“Sé vivir en pobreza y en abundancia” (Pablo en Flp 4,12)
¿Qué sabiduría es esa de poder vivir en la
pobreza y en la abundancia sin perderse como persona? Pensemos: ¿Cómo se puede
perder más la persona, en la pobreza o en la abundancia? Concluiremos que en
las dos condiciones se puede “lograr” o “malograr” la persona. Entonces, ¿por
qué se nos ha hecho casi imposible vivir sin tener bienes, acumular bienes,
asegurarlos, comer de todo, poder comprar de todo, poder conectarse en todas
partes, poder viajar a todas partes…? Esta sed insaciable es común a todos, ya
partan de su pobreza o de su abundancia. Siempre se desea más, o lo que no se
posee, o lo que no se puede hacer. Ahora es un sentimiento acentuado por la
amenaza del coronavirus y por la crisis económica.
Parece
que no sabemos vivir en paz y fraternidad ya sea en la pobreza o ya sea en la
abundancia, porque todos llevamos inoculado el virus del consumismo y el deseo
de “tener, poder y disfrutar”, que despierta. Nos falta sabiduría. Esa
sabiduría que nos dice que lo que proyectamos como el mayor disfrute no puede
ser cuantitativo, cantidad de cosas, sino cualitativo, calidad de persona y
calidad de vida.
La
plenitud del disfrute y gozo, ¡no es para esta vida! Ése es el engaño que sufre
la mayor parte de gente; no parar hasta poder comprar de todo y la última novedad.

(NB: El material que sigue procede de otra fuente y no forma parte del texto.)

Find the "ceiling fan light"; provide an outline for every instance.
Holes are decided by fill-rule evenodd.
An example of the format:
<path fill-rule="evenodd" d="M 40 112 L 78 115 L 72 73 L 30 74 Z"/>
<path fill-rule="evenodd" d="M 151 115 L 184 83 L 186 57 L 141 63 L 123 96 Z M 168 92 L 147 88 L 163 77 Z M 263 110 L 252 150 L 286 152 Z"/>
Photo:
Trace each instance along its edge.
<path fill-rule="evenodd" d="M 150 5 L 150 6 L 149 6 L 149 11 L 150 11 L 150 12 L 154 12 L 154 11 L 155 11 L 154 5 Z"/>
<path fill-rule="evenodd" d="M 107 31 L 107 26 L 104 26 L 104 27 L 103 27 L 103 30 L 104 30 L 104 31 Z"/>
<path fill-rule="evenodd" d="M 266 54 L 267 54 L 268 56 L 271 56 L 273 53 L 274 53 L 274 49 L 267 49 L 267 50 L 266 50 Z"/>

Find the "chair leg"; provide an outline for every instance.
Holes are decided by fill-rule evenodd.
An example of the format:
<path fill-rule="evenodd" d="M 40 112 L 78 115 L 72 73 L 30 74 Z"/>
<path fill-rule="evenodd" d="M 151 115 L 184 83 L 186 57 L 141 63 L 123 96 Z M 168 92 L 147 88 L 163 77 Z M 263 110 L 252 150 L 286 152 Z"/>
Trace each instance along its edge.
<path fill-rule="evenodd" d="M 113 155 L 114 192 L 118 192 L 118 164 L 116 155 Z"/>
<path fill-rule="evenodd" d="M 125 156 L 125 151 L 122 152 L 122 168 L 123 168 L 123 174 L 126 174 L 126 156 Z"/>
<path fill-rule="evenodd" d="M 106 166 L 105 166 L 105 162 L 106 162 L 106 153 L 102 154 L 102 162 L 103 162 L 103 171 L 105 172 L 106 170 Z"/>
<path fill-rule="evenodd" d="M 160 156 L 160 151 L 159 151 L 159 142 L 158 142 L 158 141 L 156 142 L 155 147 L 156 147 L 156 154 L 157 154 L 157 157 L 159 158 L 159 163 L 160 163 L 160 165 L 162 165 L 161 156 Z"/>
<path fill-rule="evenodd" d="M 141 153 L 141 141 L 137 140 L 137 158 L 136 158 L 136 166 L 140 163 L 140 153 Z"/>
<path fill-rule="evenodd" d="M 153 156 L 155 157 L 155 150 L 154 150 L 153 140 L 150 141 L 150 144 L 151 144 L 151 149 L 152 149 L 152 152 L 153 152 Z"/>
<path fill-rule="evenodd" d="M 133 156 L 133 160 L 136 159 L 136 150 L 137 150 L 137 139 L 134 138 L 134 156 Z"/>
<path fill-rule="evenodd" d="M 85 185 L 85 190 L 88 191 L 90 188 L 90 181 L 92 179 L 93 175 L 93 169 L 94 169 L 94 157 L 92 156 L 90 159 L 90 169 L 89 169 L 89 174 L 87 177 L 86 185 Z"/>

En verdad, la plenitud sólo se puede evocar poéticamente, como hace hoy Isaías:
“Aquel día, el Señor del universo, preparará para todos los pueblos, en este
monte, un festín de manjares suculentos, un festín de vinos de solera; manjares
enjundiosos, vinos generosos. Y arrancará de este monte el velo de luto que
cubre a todos los pueblos…” (Is 25, 6-10). La plenitud del ser humano se
recibe, porque si no se llega a comprender que es un “don a recibir”, nunca
logra el ser humano alcanzarla. Si la espera el ser humano de sí mismo se
violenta la plenitud y se deshace entre las manos.
Esta
es la sabiduría que necesitamos: saber vivir en pobreza y en abundancia, porque
eso significa que sabremos limitar nuestro desear ilimitado de
cosas; y, entonces, ¿qué pasa? Que empezaremos a valorar la calidad, el ser
persona, el ser más que el tener, lo que vale, y podremos apreciar lo que nos
llena de verdad, lo que nos llega de los otros, también personas capaces de
amar y de libertad. Sólo bajo el horizonte de ese misterio del amor y la
libertad se puede alcanzar la plenitud que anhelamos; lo cual incluye contar
con los otros, incluso, con el misterio del totalmente otro, Dios, menos que
persona nunca.
Sólo
esperaremos de Dios la plenitud de nuestros deseos. Con Él aprenderemos a
caminar en pobreza y en abundancia. Aprendamos a pensar que dispongo de lo
suficiente, y aun me sobra para compartir fraternalmente con otros. Nos
confiamos al Señor y pastor de nuestras vidas de quien nos vendrá todo bien. El
Señor es mi Pastor, nada me falta (Sal 22,1-6). Aceptemos hoy la invitación a
la Fiesta, al banquete de bodas de la parábola de este domingo (Mt 22,1-14). No
se puede expresar mejor la plenitud según el mundo bíblico que con la fiesta de
un banquete de bodas, y más si es la nuestra. Jesús se nos ofrece como el
esposo.
Si somos de los primeros invitados, no respondamos con excusas; no tiene color, no tiene comparación, entre lo que se nos ofrece y lo que nos retiene para no acudir. Si somos conocedores de la invitación por pura casualidad o por pura gracia, confiemos en lo que se nos promete. Por los caminos de la vida y las encrucijadas que se nos han presentado, ya tendremos experiencia de lo que nos llena de verdad o no nos llena. Y si aún soñamos con el próximo viaje por nuevos caminos para experimentar la felicidad, de momento, aceptemos la invitación al “viaje espiritual” de amor y libertad, de fiesta en fraternidad ya, el que nos ofrece Jesús y su Evangelio.